Consider a converging nozzle with a low velocity at the inlet and sonic velocity at the exit plane. Now the nozzle exit diameter is reduced by half while the nozzle inlet temperature and pressure are maintained the same. The nozzle exit velocity will \((a)\) remain the same \((b)\) double \((c)\) quadruple \((d)\) go down by half \((e)\) go down by one-fourth

Short answer

Answer: The exit velocity of the converging nozzle will remain the same after the exit diameter is reduced by half.

Step-by-step solution

Define the given information

The given information can be summarized as: 1. Converging nozzle with a low velocity at the inlet 2. Sonic velocity at the exit plane 3. The nozzle exit diameter is reduced by half while maintaining the same inlet temperature and pressure. Now, we will determine which of the given options is the correct interpretation of how the exit velocity of the nozzle will change.

Apply the mass flow rate conservation law

First, apply the mass flow rate conservation law, given as: \text{Mass flow rate} = \rho AV Where: - \(\rho\) denotes the fluid density - \(A\) denotes the cross-sectional area - \(V\) denotes fluid velocity Since the nozzle inlet conditions and the mass flow rate through the nozzle remain constant, the same mass flow rate must pass through the reduced nozzle exit diameter.

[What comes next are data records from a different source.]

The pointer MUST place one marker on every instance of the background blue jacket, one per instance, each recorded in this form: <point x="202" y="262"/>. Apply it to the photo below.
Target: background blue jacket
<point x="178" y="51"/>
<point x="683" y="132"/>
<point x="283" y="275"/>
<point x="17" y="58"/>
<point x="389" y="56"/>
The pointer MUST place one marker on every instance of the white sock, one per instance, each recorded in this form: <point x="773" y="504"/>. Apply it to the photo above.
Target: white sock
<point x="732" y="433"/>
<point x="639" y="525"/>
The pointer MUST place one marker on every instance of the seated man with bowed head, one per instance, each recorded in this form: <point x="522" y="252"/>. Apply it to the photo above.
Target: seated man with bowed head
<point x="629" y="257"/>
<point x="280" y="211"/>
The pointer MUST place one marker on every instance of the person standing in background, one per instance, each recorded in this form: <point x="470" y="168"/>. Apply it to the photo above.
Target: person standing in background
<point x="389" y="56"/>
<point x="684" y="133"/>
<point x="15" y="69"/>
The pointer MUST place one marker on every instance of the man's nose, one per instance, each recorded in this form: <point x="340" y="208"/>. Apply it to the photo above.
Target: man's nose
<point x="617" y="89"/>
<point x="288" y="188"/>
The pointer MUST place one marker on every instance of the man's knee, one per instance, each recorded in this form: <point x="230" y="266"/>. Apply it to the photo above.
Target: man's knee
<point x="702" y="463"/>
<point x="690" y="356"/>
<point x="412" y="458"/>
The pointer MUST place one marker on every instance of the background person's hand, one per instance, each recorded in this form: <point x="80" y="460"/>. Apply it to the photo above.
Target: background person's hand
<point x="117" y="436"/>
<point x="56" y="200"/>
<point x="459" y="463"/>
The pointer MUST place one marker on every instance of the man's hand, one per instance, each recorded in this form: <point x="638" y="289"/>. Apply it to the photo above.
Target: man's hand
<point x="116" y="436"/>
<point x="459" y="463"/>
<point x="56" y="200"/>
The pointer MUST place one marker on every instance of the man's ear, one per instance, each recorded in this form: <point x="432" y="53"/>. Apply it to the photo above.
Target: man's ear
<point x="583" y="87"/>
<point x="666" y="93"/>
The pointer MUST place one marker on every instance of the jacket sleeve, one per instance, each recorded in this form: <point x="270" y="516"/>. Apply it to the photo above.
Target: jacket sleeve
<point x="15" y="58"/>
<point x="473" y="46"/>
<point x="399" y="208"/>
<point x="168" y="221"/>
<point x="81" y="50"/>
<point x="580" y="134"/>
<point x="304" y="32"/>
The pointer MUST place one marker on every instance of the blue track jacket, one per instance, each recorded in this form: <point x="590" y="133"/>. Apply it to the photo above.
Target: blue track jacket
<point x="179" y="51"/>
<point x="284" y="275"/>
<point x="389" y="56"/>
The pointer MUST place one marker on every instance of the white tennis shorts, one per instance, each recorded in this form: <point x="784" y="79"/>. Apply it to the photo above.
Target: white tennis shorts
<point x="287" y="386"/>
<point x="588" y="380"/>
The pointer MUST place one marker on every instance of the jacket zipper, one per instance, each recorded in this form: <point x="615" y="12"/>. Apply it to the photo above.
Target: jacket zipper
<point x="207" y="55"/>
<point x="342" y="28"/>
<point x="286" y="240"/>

We can write the mass flow rate equation at the entrance and exit of the nozzle as: \(\rho_1 A_1 V_1 = \rho_2 A_2 V_2\)

Calculate the change in cross-sectional area

As the diameter of the nozzle is reduced by half, the new cross-sectional area A at the exit plane is reduced by a factor of 4, because: New cross-sectional exit area = \(\dfrac{\pi (D/2)^2}{4}\) Where: - D is the initial diameter of the nozzle exit Now, since the exit plane is experiencing sonic conditions (Mach number = 1), we can use the isentropic flow relations to relate the density and cross-sectional area changes.

Isentropic flow relation for density and area

For an isentropic flow with Mach number = 1, the isentropic flow relation between the density ratio and the area is given as: \(\dfrac{\rho_2}{\rho_1} = \dfrac{A_1}{A_2}\) Since the cross-sectional area at the exit is reduced by a factor of 4, the new density is increased by a factor of 4: \(\rho_2 = 4\rho_1\)

Calculate the new exit velocity

Using the mass flow rate equation from Step 2 and the density and cross-sectional area relations from Steps 3 and 4, we can find the new exit velocity: \(\rho_1 A_1 V_1 = (4\rho_1) (\dfrac{A_1}{4}) V_2\) Solving for \(V_2\) (new exit velocity): \(V_2 = V_1\) From this analysis, we can conclude that the exit velocity of the converging nozzle will \((a)\) remain the same after the exit diameter is reduced by half.